Here are some key facts on Majeed.
* RISE TO POWER:
-- Like others in Saddam's inner circle, Majeed owed his rise to family ties to the Iraqi strongman, who came to trust few beyond his Sunni Arab clan based around Tikrit, north of Baghdad.
-- He played a key role in the purge of the Baath party in 1979, when Saddam, formally installed as head of state, sat on the stage of an auditorium and watched "traitors" being led away to their deaths after their names were called out.
* GULF WAR:
-- In August 1990, after the invasion of Kuwait, Saddam had appointed him military governor of what was deemed to be Iraq's "19th province" but replaced him three months later for fear his brutal reputation was strengthening the hand of Kuwait's allies.
-- When a U.S.-led coalition expelled Iraqi forces from the emirate in 1991, Saddam appointed Majeed interior minister to help stamp out the Shi'ite rebellion sweeping southern Iraq.
* SENTENCED TO DEATH:
-- After the overthrow of the Baathist regime under Saddam by U.S.-led coalition forces, Majeed was captured in August 2003.
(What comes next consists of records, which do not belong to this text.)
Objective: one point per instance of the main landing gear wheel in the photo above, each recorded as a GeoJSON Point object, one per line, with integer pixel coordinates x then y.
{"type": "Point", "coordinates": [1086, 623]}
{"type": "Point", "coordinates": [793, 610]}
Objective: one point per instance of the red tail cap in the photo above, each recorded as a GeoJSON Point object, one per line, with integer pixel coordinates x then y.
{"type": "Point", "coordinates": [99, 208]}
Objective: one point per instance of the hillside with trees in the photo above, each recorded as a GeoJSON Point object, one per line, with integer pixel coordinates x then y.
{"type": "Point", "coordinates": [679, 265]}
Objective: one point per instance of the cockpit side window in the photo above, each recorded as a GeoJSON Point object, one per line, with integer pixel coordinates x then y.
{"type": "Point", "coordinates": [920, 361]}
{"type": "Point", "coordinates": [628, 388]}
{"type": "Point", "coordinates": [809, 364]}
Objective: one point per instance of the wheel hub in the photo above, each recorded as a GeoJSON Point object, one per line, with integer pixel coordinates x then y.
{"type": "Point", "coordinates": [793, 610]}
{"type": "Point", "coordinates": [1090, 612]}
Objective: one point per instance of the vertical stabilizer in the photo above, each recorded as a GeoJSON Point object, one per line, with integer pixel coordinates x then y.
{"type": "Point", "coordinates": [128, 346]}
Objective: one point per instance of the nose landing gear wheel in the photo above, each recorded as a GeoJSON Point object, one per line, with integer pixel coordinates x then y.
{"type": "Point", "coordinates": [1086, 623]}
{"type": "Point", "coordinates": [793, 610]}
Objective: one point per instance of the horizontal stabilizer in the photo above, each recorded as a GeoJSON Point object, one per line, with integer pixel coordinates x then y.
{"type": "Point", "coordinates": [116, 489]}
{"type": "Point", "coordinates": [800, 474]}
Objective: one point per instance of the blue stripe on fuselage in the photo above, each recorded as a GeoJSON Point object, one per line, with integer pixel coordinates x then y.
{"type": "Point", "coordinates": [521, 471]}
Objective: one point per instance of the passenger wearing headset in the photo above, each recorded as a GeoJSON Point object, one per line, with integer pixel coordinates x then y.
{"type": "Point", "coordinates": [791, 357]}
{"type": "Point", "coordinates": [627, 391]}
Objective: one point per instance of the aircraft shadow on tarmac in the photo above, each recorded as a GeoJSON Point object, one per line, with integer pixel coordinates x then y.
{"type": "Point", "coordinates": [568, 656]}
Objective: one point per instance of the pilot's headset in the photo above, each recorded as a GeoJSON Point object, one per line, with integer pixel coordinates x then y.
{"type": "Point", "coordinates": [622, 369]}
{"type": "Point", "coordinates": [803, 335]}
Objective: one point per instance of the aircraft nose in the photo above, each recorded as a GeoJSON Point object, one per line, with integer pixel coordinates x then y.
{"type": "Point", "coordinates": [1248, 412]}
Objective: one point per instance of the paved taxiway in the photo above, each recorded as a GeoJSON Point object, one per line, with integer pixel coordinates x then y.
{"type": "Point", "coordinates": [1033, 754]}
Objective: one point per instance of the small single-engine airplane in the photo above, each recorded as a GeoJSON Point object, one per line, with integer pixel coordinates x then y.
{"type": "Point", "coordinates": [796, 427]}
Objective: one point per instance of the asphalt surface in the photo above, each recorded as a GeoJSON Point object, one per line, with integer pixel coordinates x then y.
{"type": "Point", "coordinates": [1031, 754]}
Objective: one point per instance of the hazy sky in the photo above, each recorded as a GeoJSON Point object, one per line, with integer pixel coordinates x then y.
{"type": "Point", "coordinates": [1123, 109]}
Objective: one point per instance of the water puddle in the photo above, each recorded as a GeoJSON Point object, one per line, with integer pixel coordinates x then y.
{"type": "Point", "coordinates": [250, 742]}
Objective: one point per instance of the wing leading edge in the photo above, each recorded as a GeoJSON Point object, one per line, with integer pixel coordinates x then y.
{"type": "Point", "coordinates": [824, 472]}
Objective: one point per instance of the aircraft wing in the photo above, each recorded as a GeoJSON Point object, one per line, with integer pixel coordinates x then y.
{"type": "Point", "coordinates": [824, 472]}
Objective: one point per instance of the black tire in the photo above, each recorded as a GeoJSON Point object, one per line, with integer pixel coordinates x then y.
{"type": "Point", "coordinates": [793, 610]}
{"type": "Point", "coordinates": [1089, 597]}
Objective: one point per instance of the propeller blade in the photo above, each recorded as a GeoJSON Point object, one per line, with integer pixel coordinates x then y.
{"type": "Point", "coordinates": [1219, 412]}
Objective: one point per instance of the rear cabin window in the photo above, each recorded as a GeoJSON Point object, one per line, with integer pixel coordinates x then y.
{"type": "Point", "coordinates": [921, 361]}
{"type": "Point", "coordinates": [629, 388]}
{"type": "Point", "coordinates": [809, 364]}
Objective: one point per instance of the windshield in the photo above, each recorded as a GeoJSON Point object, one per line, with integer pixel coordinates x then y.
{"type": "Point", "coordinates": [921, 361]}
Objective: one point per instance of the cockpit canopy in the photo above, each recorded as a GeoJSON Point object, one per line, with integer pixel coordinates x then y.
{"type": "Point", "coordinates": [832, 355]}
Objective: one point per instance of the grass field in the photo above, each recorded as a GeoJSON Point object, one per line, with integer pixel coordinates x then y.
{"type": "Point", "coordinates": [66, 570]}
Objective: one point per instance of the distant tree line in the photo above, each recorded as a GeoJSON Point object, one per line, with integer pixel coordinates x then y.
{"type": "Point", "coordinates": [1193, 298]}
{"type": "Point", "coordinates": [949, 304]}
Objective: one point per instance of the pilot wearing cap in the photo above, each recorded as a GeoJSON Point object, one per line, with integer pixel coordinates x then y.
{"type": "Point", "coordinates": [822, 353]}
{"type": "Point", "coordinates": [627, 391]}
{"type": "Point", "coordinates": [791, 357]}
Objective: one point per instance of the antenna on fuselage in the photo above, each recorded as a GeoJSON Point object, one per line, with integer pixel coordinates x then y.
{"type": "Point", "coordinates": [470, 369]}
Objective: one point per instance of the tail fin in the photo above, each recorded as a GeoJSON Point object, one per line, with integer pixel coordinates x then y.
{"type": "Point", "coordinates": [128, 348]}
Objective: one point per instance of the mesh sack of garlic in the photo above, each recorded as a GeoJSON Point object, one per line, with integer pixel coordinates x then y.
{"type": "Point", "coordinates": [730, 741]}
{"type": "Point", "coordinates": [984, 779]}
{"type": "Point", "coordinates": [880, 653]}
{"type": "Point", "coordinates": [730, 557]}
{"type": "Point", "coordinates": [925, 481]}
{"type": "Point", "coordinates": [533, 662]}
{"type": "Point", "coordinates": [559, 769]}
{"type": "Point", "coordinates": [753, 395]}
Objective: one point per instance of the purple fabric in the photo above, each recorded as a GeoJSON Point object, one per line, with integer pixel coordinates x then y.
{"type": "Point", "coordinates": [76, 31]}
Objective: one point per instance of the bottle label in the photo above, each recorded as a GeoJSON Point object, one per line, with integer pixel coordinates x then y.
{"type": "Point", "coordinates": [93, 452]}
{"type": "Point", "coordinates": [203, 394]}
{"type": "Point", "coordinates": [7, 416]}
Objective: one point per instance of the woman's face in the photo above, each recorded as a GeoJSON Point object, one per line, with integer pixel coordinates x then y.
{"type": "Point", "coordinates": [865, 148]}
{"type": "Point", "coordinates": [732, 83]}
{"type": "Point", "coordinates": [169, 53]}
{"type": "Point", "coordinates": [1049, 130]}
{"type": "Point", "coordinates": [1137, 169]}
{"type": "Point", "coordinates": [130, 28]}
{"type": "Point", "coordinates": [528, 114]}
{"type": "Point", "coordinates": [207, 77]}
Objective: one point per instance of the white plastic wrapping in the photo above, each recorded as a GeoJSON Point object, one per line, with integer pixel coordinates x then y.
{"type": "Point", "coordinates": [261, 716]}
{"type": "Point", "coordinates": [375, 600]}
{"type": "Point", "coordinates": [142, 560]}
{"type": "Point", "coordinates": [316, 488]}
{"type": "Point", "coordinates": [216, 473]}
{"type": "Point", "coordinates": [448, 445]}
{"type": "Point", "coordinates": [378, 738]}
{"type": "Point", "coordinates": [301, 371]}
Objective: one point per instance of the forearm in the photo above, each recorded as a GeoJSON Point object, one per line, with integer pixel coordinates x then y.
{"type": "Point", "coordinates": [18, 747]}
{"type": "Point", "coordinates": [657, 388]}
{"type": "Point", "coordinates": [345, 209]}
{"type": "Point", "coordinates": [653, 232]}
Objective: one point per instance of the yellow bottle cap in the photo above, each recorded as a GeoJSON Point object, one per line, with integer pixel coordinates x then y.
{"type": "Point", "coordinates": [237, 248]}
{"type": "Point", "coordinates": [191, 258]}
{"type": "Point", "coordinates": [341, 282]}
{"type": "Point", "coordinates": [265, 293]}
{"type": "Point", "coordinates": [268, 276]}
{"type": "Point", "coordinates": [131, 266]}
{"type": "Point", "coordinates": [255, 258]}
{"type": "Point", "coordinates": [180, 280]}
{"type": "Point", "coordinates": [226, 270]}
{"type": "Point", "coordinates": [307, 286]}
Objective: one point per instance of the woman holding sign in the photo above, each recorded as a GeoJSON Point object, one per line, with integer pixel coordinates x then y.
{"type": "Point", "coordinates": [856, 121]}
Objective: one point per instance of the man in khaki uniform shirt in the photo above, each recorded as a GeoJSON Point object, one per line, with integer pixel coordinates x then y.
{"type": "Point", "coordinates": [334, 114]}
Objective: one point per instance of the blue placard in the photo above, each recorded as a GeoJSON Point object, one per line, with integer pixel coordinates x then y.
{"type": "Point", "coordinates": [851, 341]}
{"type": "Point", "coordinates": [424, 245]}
-- Majeed was sentenced to death by hanging last June for his role in a military campaign against ethnic Kurds in the 1980s that killed tens of thousands.
-- The military offensives were codenamed Anfal -- Spoils of War -- after the title of the eighth chapter of the Koran and took place from February until late August 1988.
-- Majeed told the court trying him, he had ordered Kurdish villages cleared in the "Anfal" campaign, but insisted he was right to do so and had nothing to apologize for.
-- In a separate single attack, not seen as part of Anfal, Majeed reportedly ordered the gassing of 5,000 Kurds in the village of Halabja in March 1988.